Las Fuerzas Armadas pueden sin embargo contribuir en tareas de apoyo, eventualmente en la custodia de las fronteras (incluyendo la radarización del espacio aéreo) y en el procesamiento de información crítica. Los narcos locales son parte de redes regionales e incluso globales que constituyen amenazas para otros países y la cooperación necesaria para enfrentarlos puede involucrar a oficiales militares especialmente entrenados a tales efectos. Pero “sacar los militares a la calle” fue siempre una receta para el desastre. ¿O acaso el polirrubro Samid está pensando en profundizar la idea del general Milani, en eso de posicionar a las FF.AA. como custodios y garantes del modelo? Sería muy bueno que despejara estos interrogantes si es que su ocupada agenda, entre sus prácticas para el “Bailando” y su liderazgo en la ampliación de la red de comercialización del Mercado Central en el barrio de Colegiales, se lo permite. Qué duda cabe: con Moreno estábamos mejor.

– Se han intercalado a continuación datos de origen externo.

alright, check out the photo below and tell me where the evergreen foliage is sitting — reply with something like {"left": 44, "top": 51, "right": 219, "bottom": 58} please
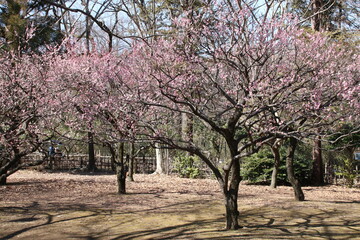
{"left": 0, "top": 0, "right": 63, "bottom": 52}
{"left": 328, "top": 124, "right": 360, "bottom": 187}
{"left": 241, "top": 143, "right": 313, "bottom": 185}
{"left": 174, "top": 155, "right": 202, "bottom": 179}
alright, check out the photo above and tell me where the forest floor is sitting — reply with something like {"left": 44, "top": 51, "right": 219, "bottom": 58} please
{"left": 1, "top": 170, "right": 360, "bottom": 240}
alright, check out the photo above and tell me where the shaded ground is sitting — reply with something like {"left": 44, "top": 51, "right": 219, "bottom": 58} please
{"left": 1, "top": 170, "right": 360, "bottom": 239}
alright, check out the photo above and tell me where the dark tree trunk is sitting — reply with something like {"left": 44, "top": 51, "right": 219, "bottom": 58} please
{"left": 116, "top": 142, "right": 126, "bottom": 194}
{"left": 0, "top": 159, "right": 7, "bottom": 185}
{"left": 223, "top": 155, "right": 241, "bottom": 230}
{"left": 84, "top": 0, "right": 96, "bottom": 173}
{"left": 270, "top": 145, "right": 280, "bottom": 188}
{"left": 0, "top": 153, "right": 21, "bottom": 185}
{"left": 286, "top": 137, "right": 305, "bottom": 201}
{"left": 312, "top": 0, "right": 324, "bottom": 31}
{"left": 49, "top": 156, "right": 54, "bottom": 170}
{"left": 107, "top": 143, "right": 116, "bottom": 172}
{"left": 87, "top": 131, "right": 96, "bottom": 172}
{"left": 85, "top": 0, "right": 91, "bottom": 53}
{"left": 0, "top": 174, "right": 7, "bottom": 185}
{"left": 127, "top": 142, "right": 135, "bottom": 182}
{"left": 311, "top": 136, "right": 324, "bottom": 185}
{"left": 224, "top": 189, "right": 240, "bottom": 230}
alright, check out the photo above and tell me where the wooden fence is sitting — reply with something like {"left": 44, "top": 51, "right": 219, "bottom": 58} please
{"left": 23, "top": 154, "right": 156, "bottom": 173}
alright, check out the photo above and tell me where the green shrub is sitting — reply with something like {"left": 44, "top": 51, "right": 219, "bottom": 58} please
{"left": 174, "top": 155, "right": 202, "bottom": 179}
{"left": 241, "top": 148, "right": 275, "bottom": 184}
{"left": 241, "top": 143, "right": 312, "bottom": 185}
{"left": 336, "top": 156, "right": 356, "bottom": 188}
{"left": 293, "top": 143, "right": 313, "bottom": 185}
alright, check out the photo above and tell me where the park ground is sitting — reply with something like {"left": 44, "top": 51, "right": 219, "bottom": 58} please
{"left": 1, "top": 170, "right": 360, "bottom": 240}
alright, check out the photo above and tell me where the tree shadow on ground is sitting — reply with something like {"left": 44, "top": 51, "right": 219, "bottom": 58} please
{"left": 105, "top": 206, "right": 360, "bottom": 240}
{"left": 3, "top": 180, "right": 57, "bottom": 186}
{"left": 1, "top": 200, "right": 360, "bottom": 240}
{"left": 41, "top": 169, "right": 115, "bottom": 176}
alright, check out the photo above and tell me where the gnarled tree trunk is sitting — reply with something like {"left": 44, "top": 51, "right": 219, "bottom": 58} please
{"left": 0, "top": 159, "right": 8, "bottom": 185}
{"left": 0, "top": 174, "right": 7, "bottom": 185}
{"left": 0, "top": 151, "right": 21, "bottom": 186}
{"left": 224, "top": 188, "right": 240, "bottom": 230}
{"left": 116, "top": 142, "right": 126, "bottom": 194}
{"left": 127, "top": 142, "right": 135, "bottom": 181}
{"left": 311, "top": 136, "right": 324, "bottom": 185}
{"left": 181, "top": 112, "right": 193, "bottom": 142}
{"left": 286, "top": 137, "right": 305, "bottom": 201}
{"left": 270, "top": 144, "right": 281, "bottom": 188}
{"left": 87, "top": 131, "right": 96, "bottom": 172}
{"left": 222, "top": 155, "right": 241, "bottom": 230}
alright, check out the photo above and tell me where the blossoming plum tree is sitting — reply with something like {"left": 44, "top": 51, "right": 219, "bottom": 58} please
{"left": 0, "top": 49, "right": 55, "bottom": 185}
{"left": 116, "top": 2, "right": 359, "bottom": 229}
{"left": 43, "top": 0, "right": 358, "bottom": 229}
{"left": 1, "top": 0, "right": 358, "bottom": 231}
{"left": 46, "top": 41, "right": 143, "bottom": 193}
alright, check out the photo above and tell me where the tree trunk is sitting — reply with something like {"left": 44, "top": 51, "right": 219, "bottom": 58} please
{"left": 223, "top": 155, "right": 241, "bottom": 230}
{"left": 195, "top": 136, "right": 242, "bottom": 230}
{"left": 286, "top": 137, "right": 305, "bottom": 201}
{"left": 181, "top": 112, "right": 194, "bottom": 157}
{"left": 224, "top": 189, "right": 240, "bottom": 230}
{"left": 87, "top": 131, "right": 96, "bottom": 172}
{"left": 49, "top": 155, "right": 54, "bottom": 170}
{"left": 0, "top": 154, "right": 21, "bottom": 185}
{"left": 84, "top": 0, "right": 96, "bottom": 173}
{"left": 181, "top": 112, "right": 193, "bottom": 142}
{"left": 311, "top": 0, "right": 326, "bottom": 185}
{"left": 85, "top": 0, "right": 91, "bottom": 53}
{"left": 311, "top": 136, "right": 324, "bottom": 185}
{"left": 109, "top": 145, "right": 116, "bottom": 172}
{"left": 153, "top": 142, "right": 163, "bottom": 174}
{"left": 0, "top": 159, "right": 5, "bottom": 185}
{"left": 116, "top": 142, "right": 126, "bottom": 194}
{"left": 312, "top": 0, "right": 324, "bottom": 31}
{"left": 0, "top": 174, "right": 7, "bottom": 185}
{"left": 270, "top": 145, "right": 281, "bottom": 188}
{"left": 127, "top": 142, "right": 135, "bottom": 181}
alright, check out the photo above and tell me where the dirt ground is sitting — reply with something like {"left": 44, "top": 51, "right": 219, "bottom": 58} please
{"left": 1, "top": 170, "right": 360, "bottom": 240}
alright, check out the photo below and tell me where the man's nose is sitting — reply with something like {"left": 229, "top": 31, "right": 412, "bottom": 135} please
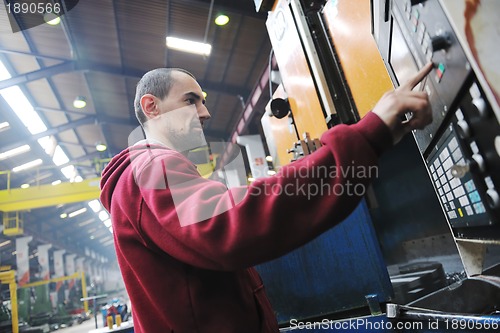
{"left": 198, "top": 105, "right": 211, "bottom": 123}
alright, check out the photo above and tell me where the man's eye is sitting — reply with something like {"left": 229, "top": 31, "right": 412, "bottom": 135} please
{"left": 186, "top": 98, "right": 196, "bottom": 104}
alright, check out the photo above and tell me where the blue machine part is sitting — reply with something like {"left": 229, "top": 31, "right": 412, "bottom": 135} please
{"left": 256, "top": 200, "right": 393, "bottom": 324}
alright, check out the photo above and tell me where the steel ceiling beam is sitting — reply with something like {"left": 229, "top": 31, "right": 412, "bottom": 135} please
{"left": 1, "top": 116, "right": 96, "bottom": 153}
{"left": 0, "top": 60, "right": 251, "bottom": 99}
{"left": 0, "top": 48, "right": 71, "bottom": 62}
{"left": 35, "top": 106, "right": 92, "bottom": 117}
{"left": 0, "top": 61, "right": 75, "bottom": 90}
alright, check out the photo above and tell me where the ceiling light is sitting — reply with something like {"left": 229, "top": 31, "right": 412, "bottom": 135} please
{"left": 53, "top": 145, "right": 70, "bottom": 166}
{"left": 267, "top": 170, "right": 277, "bottom": 176}
{"left": 202, "top": 91, "right": 207, "bottom": 99}
{"left": 265, "top": 155, "right": 273, "bottom": 162}
{"left": 52, "top": 180, "right": 62, "bottom": 186}
{"left": 215, "top": 14, "right": 230, "bottom": 26}
{"left": 1, "top": 86, "right": 47, "bottom": 134}
{"left": 98, "top": 211, "right": 109, "bottom": 221}
{"left": 78, "top": 219, "right": 94, "bottom": 227}
{"left": 103, "top": 219, "right": 112, "bottom": 228}
{"left": 248, "top": 177, "right": 255, "bottom": 182}
{"left": 166, "top": 37, "right": 212, "bottom": 56}
{"left": 100, "top": 236, "right": 112, "bottom": 243}
{"left": 60, "top": 213, "right": 68, "bottom": 219}
{"left": 96, "top": 142, "right": 107, "bottom": 152}
{"left": 60, "top": 165, "right": 76, "bottom": 180}
{"left": 20, "top": 183, "right": 30, "bottom": 189}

El fenómeno del narcotráfico, como la inseguridad, la pobreza, la inflación, la crisis energética, la educación, la salud, el cuidado del medio ambiente y la falta de infraestructura requiere mucha y buena política pública: un Estado inteligente, ágil y profesional que defina prioridades y desarrolle planes estratégicos que se implementen y monitoreen de forma transparente y eficaz, involucrando al conjunto de la sociedad civil, incluyendo la academia y el sector privado. Todo lo contrario a las prácticas mediocres, improvisadas y/o corruptas a las que estamos acostumbrados.